Isabel Hilton 

The Emperor Far Away review – an ambitious guide to China’s far-flung corners

David Eimer's tour of the Chinese provinces is a reminder that there is much more to the country than its Pacific seaboard, writes Isabel Hilton
  
  

emperor far away review
Chinese border guards. The country has 22,000 kilometres of borders with 14 other nations. Photograph: Peter Parks/AFP/Getty Images Photograph: Peter Parks/AFP/Getty Images

When anyone claims, as official histories do, that China has never invaded another country, there is some harmless amusement to be had in asking why, if so, the Great Wall is in the middle of the country? From the 14th century, the Ming dynasty Jade Gate fort, now in the province of Gansu, marked the western limits of civilisation. Beyond, as David Eimer reminds us in The Emperor Far Away: Travels at the Edge of China, lay demons, wind and emptiness. These phenomena are now incorporated into today's enlarged China, along with approximately 100 million non-Han citizens who live for the most part along China's 22,000 kilometres of land border, looking across the frontier at any of China's 14 neighbouring states.

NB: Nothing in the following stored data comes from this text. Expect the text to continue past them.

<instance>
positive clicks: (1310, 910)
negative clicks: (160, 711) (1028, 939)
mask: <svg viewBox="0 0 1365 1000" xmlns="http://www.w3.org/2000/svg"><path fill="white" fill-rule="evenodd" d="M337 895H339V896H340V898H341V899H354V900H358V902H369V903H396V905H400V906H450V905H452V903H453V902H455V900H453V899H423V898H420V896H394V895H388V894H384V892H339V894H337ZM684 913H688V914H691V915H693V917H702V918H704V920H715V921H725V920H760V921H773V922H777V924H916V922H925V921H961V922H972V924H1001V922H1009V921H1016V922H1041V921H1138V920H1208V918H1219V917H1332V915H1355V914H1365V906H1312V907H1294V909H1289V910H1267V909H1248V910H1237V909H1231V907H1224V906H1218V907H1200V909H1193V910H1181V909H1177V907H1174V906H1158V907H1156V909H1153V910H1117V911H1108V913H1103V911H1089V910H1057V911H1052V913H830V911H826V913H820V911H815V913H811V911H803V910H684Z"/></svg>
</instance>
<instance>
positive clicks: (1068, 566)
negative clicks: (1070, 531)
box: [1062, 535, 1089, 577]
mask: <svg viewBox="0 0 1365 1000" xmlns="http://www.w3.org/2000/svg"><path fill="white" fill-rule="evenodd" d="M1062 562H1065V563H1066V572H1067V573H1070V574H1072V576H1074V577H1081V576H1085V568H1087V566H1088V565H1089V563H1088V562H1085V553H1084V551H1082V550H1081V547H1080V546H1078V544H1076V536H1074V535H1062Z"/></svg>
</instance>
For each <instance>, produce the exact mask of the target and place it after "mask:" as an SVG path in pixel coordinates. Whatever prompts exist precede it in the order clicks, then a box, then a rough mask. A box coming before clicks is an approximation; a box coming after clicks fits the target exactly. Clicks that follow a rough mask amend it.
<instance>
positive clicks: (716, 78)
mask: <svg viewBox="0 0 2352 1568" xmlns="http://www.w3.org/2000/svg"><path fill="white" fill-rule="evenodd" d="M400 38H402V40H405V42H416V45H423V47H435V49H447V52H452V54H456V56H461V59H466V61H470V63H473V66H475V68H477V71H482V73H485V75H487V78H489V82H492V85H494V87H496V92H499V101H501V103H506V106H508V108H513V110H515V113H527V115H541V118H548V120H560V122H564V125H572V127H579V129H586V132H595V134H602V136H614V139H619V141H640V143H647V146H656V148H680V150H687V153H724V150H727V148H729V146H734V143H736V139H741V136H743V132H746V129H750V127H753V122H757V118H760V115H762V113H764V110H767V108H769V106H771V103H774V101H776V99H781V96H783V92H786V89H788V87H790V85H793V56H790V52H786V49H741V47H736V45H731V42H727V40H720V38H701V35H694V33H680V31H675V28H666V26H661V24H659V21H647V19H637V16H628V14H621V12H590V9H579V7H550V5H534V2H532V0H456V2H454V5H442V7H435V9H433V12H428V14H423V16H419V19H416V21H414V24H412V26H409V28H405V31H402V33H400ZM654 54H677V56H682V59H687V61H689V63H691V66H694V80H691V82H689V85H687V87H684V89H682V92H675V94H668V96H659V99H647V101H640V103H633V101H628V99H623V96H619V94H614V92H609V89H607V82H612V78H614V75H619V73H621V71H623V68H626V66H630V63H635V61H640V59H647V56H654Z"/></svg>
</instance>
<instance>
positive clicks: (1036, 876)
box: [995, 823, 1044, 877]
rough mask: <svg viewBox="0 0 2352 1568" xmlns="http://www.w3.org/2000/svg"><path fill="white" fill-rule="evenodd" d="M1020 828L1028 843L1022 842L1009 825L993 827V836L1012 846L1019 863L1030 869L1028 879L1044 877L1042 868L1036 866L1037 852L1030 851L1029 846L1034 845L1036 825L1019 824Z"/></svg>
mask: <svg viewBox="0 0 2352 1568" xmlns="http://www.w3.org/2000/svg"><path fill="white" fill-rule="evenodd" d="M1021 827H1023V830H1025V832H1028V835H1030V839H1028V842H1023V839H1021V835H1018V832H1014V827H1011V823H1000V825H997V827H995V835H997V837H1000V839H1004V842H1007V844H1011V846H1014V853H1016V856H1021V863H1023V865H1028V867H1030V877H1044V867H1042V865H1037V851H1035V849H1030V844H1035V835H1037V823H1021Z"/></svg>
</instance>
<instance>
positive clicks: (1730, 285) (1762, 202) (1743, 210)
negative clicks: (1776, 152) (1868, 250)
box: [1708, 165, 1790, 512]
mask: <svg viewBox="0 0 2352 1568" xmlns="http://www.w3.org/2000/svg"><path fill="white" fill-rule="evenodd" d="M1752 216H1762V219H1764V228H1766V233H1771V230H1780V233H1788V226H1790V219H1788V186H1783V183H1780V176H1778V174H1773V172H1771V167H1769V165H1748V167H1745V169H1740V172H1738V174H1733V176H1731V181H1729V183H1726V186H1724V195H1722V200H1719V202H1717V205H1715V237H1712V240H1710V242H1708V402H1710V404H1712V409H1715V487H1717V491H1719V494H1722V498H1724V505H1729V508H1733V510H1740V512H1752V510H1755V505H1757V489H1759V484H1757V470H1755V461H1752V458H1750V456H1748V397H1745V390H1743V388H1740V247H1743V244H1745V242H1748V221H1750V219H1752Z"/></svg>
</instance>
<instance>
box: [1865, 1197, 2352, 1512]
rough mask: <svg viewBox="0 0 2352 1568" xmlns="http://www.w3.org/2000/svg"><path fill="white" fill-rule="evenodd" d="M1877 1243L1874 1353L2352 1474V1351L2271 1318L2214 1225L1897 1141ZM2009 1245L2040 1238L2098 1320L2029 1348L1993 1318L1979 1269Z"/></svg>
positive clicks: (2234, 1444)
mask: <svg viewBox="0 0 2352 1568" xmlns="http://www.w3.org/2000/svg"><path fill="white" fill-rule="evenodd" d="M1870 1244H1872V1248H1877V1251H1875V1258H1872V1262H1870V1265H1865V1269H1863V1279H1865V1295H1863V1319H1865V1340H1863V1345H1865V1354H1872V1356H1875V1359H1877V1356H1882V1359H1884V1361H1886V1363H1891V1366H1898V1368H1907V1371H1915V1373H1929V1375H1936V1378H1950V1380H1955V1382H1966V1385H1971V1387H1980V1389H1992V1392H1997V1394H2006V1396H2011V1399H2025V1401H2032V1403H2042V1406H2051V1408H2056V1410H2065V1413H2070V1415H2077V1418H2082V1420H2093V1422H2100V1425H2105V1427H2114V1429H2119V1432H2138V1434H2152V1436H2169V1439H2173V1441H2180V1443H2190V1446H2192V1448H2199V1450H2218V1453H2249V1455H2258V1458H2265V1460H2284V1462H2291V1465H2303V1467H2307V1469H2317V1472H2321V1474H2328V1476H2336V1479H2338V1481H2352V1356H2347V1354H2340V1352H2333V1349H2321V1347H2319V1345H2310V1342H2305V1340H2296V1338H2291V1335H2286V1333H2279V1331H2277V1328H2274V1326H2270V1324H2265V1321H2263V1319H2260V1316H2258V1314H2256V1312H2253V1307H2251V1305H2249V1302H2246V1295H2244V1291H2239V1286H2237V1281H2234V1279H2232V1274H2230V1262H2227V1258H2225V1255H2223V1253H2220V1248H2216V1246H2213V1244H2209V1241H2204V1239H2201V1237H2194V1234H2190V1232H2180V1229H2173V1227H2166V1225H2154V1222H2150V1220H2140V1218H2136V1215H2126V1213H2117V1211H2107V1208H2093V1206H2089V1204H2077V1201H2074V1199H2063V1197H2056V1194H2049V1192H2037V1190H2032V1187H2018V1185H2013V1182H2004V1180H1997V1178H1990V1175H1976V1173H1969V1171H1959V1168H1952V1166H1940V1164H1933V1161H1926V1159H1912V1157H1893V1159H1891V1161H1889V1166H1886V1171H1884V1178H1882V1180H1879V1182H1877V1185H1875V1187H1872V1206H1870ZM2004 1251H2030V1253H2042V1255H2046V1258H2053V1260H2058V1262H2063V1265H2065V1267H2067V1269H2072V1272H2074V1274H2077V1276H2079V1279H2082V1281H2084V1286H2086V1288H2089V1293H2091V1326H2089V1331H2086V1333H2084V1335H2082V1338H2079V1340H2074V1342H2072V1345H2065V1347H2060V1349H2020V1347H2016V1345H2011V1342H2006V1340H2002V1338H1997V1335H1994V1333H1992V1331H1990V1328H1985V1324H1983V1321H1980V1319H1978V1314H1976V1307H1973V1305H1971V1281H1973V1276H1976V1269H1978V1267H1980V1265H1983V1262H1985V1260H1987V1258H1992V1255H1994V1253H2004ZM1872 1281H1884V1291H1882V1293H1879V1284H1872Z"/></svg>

These include the Kim dynasty's North Korea, post-communist Mongolia, the post-Soviet "stans" of Central Asia, Myanmar, Vietnam and Russia, most with ethnic counterparts on the other side of the China border. Then there is India and its old enemy Pakistan, and a short border with Afghanistan. Eimer has travelled around much of this vast periphery, and has written an ambitious if uneven travel book that serves as a useful reminder that China is vastly more than the well-trodden eastern seaboard.